The third point is the clear ruleswe are referring to the issue of regulations that municipalities may have, in which we we found a great disparity regarding the removal of barriers, discretion is perhaps the worst barrier we can identify in this process; the fact that whoever is going to deploy telecommunications infrastructure has to be forced to deal with requirements that are discordant between the cantons, creates a big problem for the industry as such,” explained Deryhan Muñoz, general director of Competition at Sutel.
He study identified a series of specific barriers according to each group of municipalities and from 19 indicators raised, which allow defining those with regulations that are more or less favorable to the deployment of telecommunications infrastructure.
The review of municipal regulations (cantons) allowed us to identify some challenges that operators face when deploying.
Firstly, the analysis of the regulations shows five groups of municipalities based on the regulations that govern themwhere highlights the fact that a high number of municipalities belong to Group 5 of municipalities with autonomous regulations.
This is the existence of a high number of regulations (more than 30) appears as the first barrier to deployment to be considered, since a company that wants to carry out deployments in different areas of the country You must know and adapt the provisions of up to 33 regulations.
“The situation of regulations at the municipal level shows variations (Table 10).

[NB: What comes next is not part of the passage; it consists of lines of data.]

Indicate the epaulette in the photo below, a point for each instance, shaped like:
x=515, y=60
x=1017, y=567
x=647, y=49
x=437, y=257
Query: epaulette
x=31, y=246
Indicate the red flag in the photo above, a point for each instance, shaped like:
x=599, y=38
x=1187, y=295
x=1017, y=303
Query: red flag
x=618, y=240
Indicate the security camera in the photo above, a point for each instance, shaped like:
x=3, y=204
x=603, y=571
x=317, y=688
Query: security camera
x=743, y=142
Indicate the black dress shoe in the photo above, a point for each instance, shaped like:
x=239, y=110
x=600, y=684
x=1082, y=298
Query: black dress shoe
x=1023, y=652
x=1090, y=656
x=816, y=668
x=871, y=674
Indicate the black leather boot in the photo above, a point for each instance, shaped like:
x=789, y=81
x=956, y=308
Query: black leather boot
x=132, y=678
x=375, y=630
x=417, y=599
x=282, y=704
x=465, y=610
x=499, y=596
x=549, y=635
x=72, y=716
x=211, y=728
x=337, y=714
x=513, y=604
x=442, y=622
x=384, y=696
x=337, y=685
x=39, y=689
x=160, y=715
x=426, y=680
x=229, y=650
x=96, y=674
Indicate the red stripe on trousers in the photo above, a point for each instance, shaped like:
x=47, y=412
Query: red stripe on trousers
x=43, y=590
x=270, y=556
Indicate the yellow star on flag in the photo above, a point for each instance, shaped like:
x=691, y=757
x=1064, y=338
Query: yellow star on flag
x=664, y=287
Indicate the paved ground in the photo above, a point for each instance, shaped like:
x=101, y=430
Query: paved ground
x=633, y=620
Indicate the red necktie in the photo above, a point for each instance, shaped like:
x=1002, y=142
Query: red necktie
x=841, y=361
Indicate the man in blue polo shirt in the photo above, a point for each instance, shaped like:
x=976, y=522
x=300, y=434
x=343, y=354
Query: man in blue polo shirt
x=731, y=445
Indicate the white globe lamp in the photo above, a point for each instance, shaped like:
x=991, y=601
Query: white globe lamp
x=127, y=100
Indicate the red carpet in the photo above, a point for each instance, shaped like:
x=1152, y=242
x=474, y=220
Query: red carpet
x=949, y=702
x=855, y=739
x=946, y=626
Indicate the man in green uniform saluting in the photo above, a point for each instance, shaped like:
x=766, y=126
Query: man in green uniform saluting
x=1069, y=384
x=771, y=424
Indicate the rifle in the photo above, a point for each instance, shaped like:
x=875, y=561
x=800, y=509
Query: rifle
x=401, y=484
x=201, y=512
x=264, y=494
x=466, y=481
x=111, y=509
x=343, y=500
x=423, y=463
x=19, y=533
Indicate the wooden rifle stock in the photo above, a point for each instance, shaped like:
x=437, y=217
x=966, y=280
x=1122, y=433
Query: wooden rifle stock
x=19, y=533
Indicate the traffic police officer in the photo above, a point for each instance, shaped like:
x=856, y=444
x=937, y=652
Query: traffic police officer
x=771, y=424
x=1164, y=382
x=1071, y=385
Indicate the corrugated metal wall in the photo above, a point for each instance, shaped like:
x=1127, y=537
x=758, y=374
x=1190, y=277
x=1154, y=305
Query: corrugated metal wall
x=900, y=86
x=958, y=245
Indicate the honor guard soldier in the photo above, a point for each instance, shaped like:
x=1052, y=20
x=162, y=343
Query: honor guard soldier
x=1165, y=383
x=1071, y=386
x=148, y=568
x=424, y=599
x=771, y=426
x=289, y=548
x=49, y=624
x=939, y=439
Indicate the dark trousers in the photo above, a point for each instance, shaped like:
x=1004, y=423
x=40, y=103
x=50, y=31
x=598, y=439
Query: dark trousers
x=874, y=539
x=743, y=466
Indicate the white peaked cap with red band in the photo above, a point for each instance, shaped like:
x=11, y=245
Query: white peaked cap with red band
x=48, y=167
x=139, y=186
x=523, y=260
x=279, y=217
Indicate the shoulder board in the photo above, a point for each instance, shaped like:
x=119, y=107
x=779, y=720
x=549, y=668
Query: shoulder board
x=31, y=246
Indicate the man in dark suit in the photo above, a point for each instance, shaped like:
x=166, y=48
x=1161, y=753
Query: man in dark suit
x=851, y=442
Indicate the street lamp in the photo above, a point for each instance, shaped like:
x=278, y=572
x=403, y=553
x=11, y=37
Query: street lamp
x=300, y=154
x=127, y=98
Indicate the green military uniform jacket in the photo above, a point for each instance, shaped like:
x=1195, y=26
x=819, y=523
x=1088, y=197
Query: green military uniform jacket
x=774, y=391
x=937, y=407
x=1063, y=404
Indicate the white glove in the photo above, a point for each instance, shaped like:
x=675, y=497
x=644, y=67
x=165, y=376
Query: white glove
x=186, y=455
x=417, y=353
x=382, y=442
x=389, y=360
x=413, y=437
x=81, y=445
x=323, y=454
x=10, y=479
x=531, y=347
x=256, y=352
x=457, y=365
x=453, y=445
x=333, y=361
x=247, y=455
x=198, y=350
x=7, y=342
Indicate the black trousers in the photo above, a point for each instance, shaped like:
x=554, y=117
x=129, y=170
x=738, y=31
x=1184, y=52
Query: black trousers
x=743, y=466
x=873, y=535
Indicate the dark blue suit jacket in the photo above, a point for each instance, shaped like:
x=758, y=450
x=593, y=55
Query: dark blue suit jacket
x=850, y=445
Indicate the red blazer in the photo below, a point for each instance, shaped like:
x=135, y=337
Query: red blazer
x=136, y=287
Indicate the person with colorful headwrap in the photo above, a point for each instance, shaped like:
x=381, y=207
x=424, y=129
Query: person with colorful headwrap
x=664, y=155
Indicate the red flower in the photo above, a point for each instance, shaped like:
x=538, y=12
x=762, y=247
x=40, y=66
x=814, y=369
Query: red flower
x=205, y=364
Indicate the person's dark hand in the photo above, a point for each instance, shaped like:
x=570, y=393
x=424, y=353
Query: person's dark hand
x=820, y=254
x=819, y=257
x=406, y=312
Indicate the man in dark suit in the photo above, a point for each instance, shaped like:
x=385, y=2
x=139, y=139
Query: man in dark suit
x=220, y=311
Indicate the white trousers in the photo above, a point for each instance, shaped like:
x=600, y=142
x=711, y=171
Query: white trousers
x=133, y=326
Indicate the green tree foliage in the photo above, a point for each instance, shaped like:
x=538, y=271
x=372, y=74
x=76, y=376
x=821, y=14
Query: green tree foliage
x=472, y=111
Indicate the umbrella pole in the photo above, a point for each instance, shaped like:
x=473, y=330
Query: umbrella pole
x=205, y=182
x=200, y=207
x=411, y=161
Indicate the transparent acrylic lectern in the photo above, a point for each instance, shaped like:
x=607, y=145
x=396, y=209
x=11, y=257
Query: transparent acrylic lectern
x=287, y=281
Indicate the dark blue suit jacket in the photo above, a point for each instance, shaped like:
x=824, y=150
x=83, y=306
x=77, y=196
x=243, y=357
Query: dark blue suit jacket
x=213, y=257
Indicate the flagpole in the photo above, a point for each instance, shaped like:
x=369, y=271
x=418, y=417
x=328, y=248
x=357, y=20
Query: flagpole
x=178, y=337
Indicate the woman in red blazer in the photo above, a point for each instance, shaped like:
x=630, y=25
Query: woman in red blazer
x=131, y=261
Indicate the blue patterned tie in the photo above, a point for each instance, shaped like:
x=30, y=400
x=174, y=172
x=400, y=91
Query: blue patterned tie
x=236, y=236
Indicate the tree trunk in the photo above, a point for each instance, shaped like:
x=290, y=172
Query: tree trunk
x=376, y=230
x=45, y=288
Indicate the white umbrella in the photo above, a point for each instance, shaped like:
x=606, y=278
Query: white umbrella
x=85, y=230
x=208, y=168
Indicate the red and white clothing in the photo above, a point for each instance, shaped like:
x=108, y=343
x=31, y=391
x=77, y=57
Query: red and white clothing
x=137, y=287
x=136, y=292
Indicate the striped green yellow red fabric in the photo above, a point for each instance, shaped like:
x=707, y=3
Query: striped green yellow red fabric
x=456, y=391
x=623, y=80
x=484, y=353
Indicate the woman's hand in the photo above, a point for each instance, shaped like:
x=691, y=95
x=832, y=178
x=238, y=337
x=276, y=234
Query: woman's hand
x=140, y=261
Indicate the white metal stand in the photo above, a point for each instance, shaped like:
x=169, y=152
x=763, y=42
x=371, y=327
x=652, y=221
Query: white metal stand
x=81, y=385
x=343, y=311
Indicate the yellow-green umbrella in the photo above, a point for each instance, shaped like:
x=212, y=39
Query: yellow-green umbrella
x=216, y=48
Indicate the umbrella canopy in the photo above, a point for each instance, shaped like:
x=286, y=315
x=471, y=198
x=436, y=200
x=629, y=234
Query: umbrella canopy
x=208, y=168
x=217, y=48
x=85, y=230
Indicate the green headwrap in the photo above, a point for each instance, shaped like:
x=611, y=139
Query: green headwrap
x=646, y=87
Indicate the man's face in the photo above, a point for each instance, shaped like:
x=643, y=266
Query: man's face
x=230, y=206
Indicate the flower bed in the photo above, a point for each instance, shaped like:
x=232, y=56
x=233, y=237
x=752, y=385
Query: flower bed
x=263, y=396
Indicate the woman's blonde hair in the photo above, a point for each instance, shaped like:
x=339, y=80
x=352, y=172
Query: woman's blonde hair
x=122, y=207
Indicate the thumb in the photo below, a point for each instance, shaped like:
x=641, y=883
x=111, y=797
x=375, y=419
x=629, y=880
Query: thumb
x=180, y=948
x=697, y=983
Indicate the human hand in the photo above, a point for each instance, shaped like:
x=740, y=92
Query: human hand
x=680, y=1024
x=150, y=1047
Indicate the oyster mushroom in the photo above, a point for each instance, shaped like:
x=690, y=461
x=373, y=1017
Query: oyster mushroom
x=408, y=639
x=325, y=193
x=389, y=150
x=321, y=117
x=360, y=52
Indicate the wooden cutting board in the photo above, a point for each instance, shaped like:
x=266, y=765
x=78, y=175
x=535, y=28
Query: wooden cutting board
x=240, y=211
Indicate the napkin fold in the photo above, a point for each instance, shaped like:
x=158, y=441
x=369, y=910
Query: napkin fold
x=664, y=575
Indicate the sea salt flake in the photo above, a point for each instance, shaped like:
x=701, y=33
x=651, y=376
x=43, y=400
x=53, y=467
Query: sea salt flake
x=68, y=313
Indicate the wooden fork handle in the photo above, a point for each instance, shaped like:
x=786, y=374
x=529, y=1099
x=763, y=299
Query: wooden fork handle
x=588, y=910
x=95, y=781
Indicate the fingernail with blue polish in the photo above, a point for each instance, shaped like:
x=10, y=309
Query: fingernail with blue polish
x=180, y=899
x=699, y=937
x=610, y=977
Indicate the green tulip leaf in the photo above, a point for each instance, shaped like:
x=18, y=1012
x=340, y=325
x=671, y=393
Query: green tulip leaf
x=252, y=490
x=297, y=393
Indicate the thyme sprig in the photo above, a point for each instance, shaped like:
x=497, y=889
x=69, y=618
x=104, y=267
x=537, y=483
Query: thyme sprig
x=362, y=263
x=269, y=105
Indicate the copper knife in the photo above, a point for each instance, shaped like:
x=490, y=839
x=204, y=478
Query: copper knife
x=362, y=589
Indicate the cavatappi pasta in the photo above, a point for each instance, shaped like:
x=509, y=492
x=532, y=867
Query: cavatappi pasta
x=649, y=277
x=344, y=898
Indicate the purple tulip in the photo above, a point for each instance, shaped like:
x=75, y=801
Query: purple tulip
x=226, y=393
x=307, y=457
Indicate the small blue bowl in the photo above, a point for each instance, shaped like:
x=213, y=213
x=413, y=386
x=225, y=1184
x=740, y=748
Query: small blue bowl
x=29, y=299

Except those municipalities where sharing is not promoted, All regulations stipulate constructions with 3 locations, which promotes efficiency, reduces costs deployment for incoming operators and promotes competition.
The prohibition of preferential or exclusive rights to shared use of infrastructure in benefit of an operator or a network determined, that It is only contemplated by the Group 4 regulationsIt is also a provision with pro-competitive consequenceswhich complements that of the 3 locations.
However, the provision that states that it cannot be deployed when there is already available infrastructure appears as a restriction on new deployments”mentions the report.
The research indicates that the fact that the regulations to Law No. 10216that had been identified as an essential element to resolve the identified barriers in the “Market Study on the Municipal Regime and its impact on the deployment of infrastructure for 5G networks”, It is discretionary for municipalitiesAs Micitt has concluded, raises the need to have incentive schemes that promote the adoption of said regulationsas a mechanism to reduce discretion in matters of procedures for the construction of telecommunications networks.
It is because of that in order to promote the deployment of 5G network infrastructureHE propose two incentive mechanisms that can be administered by Sutel, Micitt or jointly by both entities.
A first mechanism aimed at standardizing regulations for the construction of facilities applicable for the authorization of 5G infrastructure workswhich involves the accreditation of “Municipalities with implementation of national regulations and that favor the sharing of infrastructure.”
A second mechanism that involves the preparation and publication of a comparative indicator between municipalities of deadlines for authorizations of infrastructure works IMT telecommunications, including those related to 5G.
“The Results of these two mechanisms could be made available to operators and of the infrastructure companies, so that they consider them in their decisions to prioritize areas for infrastructure deployment. As well as the general public, such as a mechanism to promote the elimination of barriers to entry into the market.
In particular, These indicators could be included as part of the available information and usable in the framework of spectrum auctionsso that operators can take them into account when defining the sequentiality of network deployment and installation plans,” proposes the regulatory entity’s analysis.